Title

Broome Campus Flag Raising Ceremony Commemorates 1967 Referendum

Document Type

Media Release

Publication Date

Winter 6-19-2007

Publisher Name

The University of Notre Dame Australia, Broome

Publication Place

Broome

Abstract

More than fifty people recently gathered at The University of Notre Dame Australia Broome Campus for a flag raising ceremony to commemorate the 40th Anniversary of the 1967 referendum.

Yawuru elder Cissy Djaigween performed the Welcome to Country before handing over to long time Campus supporter Esther Bevan who spoke of the importance of the link between Indigenous people and the Broome Campus.
Ceremony host and Broome Campus staff member, Francis Chi then invited six students from the Aboriginal Studies program to read statements relating to the historic event. Three members of the Aboriginal and Torres Strait Islander community joined with three non-Indigenous Broome residents to raise the Aboriginal, Torres Strait Islander and Australian flags.

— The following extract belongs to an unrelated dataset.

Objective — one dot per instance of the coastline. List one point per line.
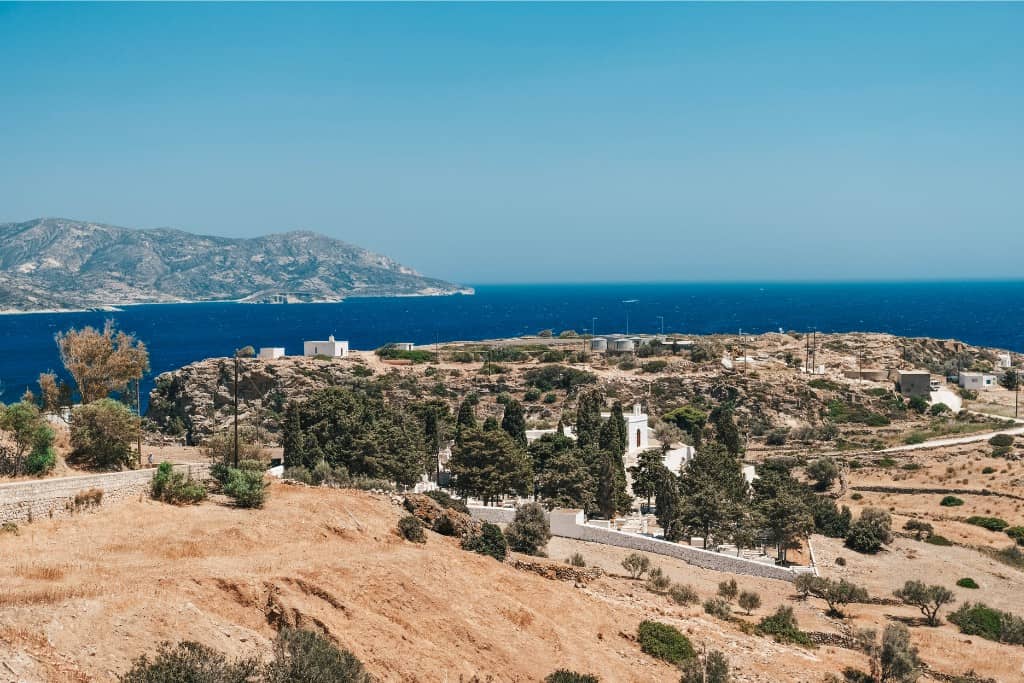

The event concluded with Campus Minister Sr Jill O’Brien sgs leading a Reconciliation blessing in which there was time to reflect on the significance of the ceremony. The guests then retired to the library deck for some afternoon tea.

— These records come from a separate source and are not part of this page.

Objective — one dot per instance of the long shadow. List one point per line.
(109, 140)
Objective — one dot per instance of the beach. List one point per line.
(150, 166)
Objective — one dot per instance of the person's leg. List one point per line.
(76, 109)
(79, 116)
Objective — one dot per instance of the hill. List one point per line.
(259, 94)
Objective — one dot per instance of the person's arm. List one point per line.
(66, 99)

Aboriginal Studies lecturer Cindy Solonec, who organised the event, said there was still a long way to go in terms of all Australians gaining equality.
“It is occasions like this that covey the goodwill of like-minded people in meeting social justice goals,” Mrs Solonec said.
“Notre Dame’s Broome Campus for Reconciliation provides an excellent educational arena for non-Aboriginal people to relate directly to Aboriginal people and to learn about our history and culture.”

Ms Solonec said the 1967 Referendum was a significant event, but was just one of many challenges Indigenous Australians have had to struggle for to achieve both civil and Indigenous rights.
“There are several milestones this year including the 10th anniversary of the Bringing them home: The 'Stolen Children' report on May 26, the 15th anniversary of the Mabo decision on June 3 and NAIDOC will celebrate 50 Years on July 8,” she said.